1. Take the simplest approach
I frequently see budgeting models where the inputs are back-calculated from other parts of the model, presumably because the revenue and cost drivers were right originally, but the model hasn’t been changed to reflect the current business. Often this is because a more sophisticated approach is being used in the business to do the calculations and the budget file has to be fudged to get the outputs.
You should consider the appropriateness of the current approach, then work out if the more sophisticated modelling should be included in the budget model.
Ideally, you strip out the unnecessary complexity, which may only be there simply because that’s how it’s always been done.
2. Focus on the outputs and the flexibility
The budget forecast model only needs to be able to:
(a) tell the story you need it to tell to the various stakeholders or produce the specific outputs required downstream in the process, and
(b) answer the questions that you will ask of it, for example, to be able to run specific sensitivities at a group level.
3. Ditch the Frankenstein’s monster and have an annual spring clean
Generally, clients will ask you to rebuild their budgeting models when all hope is lost and the model is a hodgepodge of sections bolted on to the other bolt-ons.
When the bolt-ons are larger than the original model, a rebuild is inevitable. Including a model refresh in your annual budgeting cycle could avoid this major intervention, and it ensures your analysts are all over the current model and can take ownership of it.
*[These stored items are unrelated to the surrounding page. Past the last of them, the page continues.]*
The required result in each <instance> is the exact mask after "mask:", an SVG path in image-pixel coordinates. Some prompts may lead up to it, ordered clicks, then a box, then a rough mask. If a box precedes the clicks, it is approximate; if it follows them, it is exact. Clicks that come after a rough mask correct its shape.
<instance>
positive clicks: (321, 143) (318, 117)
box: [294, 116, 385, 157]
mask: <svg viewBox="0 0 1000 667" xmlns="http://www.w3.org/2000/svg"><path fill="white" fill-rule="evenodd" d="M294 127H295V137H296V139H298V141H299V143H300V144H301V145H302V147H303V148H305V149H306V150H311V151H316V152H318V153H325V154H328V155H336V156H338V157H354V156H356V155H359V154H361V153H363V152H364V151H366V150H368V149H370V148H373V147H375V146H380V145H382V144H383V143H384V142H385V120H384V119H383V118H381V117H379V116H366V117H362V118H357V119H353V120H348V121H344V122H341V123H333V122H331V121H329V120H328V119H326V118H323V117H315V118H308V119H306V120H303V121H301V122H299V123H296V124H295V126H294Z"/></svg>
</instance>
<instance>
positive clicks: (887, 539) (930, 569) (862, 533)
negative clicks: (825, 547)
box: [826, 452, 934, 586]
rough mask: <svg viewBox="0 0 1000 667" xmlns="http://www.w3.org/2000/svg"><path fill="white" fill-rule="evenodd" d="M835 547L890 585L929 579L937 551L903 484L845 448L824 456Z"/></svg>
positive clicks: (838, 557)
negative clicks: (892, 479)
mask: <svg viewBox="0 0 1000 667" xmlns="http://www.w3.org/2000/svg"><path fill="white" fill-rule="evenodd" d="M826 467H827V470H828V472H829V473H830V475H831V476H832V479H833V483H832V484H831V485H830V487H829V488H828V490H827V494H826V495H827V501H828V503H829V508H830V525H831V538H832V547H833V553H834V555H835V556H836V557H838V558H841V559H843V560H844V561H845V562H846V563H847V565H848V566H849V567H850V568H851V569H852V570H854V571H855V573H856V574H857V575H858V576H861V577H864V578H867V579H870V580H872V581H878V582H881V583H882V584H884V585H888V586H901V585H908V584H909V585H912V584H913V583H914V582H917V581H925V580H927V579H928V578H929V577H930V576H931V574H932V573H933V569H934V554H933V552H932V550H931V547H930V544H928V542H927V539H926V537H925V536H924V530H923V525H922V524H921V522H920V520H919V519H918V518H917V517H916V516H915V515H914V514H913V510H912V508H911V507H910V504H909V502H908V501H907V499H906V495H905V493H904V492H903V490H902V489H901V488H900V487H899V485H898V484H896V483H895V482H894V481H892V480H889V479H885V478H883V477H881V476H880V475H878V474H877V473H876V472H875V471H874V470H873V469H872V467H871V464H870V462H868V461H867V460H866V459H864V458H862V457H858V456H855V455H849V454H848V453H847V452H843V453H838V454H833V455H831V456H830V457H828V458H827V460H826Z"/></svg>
4. Repeat calculation blocks and structures
It’s been said many times, but the rewards are enormous – if three things (such as business units, properties or revenue lines) are mostly similar, then build them identically and have switches/inputs that make each of them work correctly, rather than tailoring each individually. This makes the model easier to understand and lets you make changes without having to remember how each of the sections is individually tailored.
“Generally, clients ask you to rebuild their budgeting models when all hope is lost and the model is a hodgepodge of sections bolted on to the other bolt-ons”
5. You want structural flexibility not calculation flexibility
Build flexibility into your models by using a fantastic design that will allow you to effortlessly make changes in the future with low risk. Do not try to build the most complex model now, just in case something happens in the future.
6. 3D references (drill-throughs)
3D references add up the same cell in all worksheets between two worksheets.
They look like this:
Consol!K15 =SUM(BkMk1:BkMk2!K15) where BkMk1 and 2 are blank worksheets used as bookmarks wrapped around the worksheets you’re consolidating (Figure 1).
3D-references are elegant and they force good design choices such as using identical calculation worksheets and using the same rows and columns for the same thing on every worksheet.
Figure 1: 3D-references (drill-throughs) (Click image to enlarge)
7. Avoid the evil functions
High-risk “advanced” functions (eg OFFSET, INDIRECT) are mostly used to get around bad design. You can avoid these high-risk formulas by choosing good model design in the first place and then rigorously sticking to it, no matter how tempting it is to do the quick workaround.
Ian Bennett FCA leads PwC Australia’s deals modelling team and has more than 17 years’ experience as a professional financial modeller.